In the end, they came up with something that is already saving thousands of lives.

They got there by listening.  They did the listening in the local remote villages. They uncovered cultural things, large and small, some quite subtle, that were crucial to the final design.  The final design had to be what it was in order for it to work.

They got there by listening.

Educational reformers tend to be politicians looking to make a national name for themselves, or wealthy businessmen looking to leave a legacy.  They get to where they are by talking.

I don't have any great reform solutions for large urban districts.  But I do have one thought- maybe it's time for the politicians and the wealthy businessmen to shut up and start listening.

Monday, November 4, 2013


I'm reading The Boys in the Boat, by Daniel James Brown.  Ostensibly, it's about the 1936 Olympic Gold Medal winning Rowing Team from the University of Washington.  In the process of telling the story, one gets a first hand look into life in America during that era. 


I taught US history for 10 years.  I've heard Depression Era stories before.  And yet, accounts like this one continue to cut me to the core.  I like to think I know a thing or two about toughness.  Nope.  About giving an effort.  Nope.  About what it means to struggle.  Nope.  About what it means to persevere through tough times.  Nope. 
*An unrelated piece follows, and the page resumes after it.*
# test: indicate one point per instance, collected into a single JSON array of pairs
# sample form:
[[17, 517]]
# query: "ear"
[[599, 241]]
The examples I can draw from my life pale to nothing when juxtaposed with those faced by millions of Americans during the Great Depression- and countless others throughout the course of human history.
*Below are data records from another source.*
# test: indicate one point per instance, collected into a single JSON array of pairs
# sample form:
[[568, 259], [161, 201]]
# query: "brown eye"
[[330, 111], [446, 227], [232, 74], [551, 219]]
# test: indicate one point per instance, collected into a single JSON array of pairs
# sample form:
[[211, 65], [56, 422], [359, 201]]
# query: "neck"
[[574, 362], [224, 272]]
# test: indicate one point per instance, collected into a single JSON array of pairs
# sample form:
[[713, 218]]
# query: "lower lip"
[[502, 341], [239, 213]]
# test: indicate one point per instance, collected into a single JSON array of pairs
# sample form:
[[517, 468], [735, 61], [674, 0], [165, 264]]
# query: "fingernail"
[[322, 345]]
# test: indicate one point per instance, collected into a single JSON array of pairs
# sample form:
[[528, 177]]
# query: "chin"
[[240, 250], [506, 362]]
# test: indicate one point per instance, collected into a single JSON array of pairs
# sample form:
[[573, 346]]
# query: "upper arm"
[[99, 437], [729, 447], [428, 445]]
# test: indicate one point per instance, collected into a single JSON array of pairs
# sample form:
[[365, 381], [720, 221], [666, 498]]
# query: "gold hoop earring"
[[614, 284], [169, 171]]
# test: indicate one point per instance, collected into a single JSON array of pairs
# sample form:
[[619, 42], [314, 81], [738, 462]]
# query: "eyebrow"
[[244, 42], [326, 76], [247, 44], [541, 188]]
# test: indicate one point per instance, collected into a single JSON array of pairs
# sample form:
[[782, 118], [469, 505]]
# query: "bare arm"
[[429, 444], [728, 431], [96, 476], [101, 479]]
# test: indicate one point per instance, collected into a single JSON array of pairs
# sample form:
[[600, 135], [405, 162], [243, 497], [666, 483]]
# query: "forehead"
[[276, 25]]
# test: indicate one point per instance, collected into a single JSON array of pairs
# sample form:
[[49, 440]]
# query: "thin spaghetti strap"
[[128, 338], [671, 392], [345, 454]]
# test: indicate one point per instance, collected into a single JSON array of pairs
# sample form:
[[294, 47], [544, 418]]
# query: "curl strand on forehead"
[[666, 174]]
By detailing the upbringing of a couple of the "boys in the boat," the author brings home the incredible hurdles they had to overcome just to live- to say nothing of the effort required to overcome those hurdles and also compete at the highest levels of a demanding sport.

As bad as day to day life was, that wasn't the worst thing about the Depression.  The worst thing was the absence of hope.  As the days and years ticked by, many people abandoned any hope that things would ever get better.  And who can blame them?  The daily hardscrabble life is one thing, but an absence of hope destroys people.
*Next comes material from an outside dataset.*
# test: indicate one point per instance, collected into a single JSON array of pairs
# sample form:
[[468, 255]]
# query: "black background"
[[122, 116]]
Even knowing that going in, I was jarred by the poignant way Brown tells the story.  I've always been amazed by stories of people who managed to keep hope alive in the face of seemingly hopeless situations- from rugged explorers like Earnest Shakleton to WWII POWs like Louis Zamperini.  While those types of stories are truly incredible, at least those people were trained to face hardships and in situations where danger and death were constant companions.

It's different when those conditions are faced by millions of average folks.  Just ordinary people playing by the rules and trying to get by.   

So, how can I have the same level of toughness as a person who endured the Great Depression, without having to go through a traumatic experience?  I can't, and that's OK.  I just can't fool myself into thinking I'm tougher than I really am, or that my problems are bigger than they really are. 

I've never faced a situation that was truly hopeless- so I lack the scars and the toughness and the resiliency that can only be forged in the midst of true desperation.  Challenges?  Yes.  Difficulties?  Sure.  Hopelessness?  No. 

Several of the books I've been reading offer variations on the same theme.  That is: Obstacles suck, and yet those that face and overcome them are often the ones destined for greatness.  They are forced to be creative and tough and resilient in ways that the rest of us just aren't.

I've got a few obstacles staring at me right now- time to go chop 'em down to size and find a way.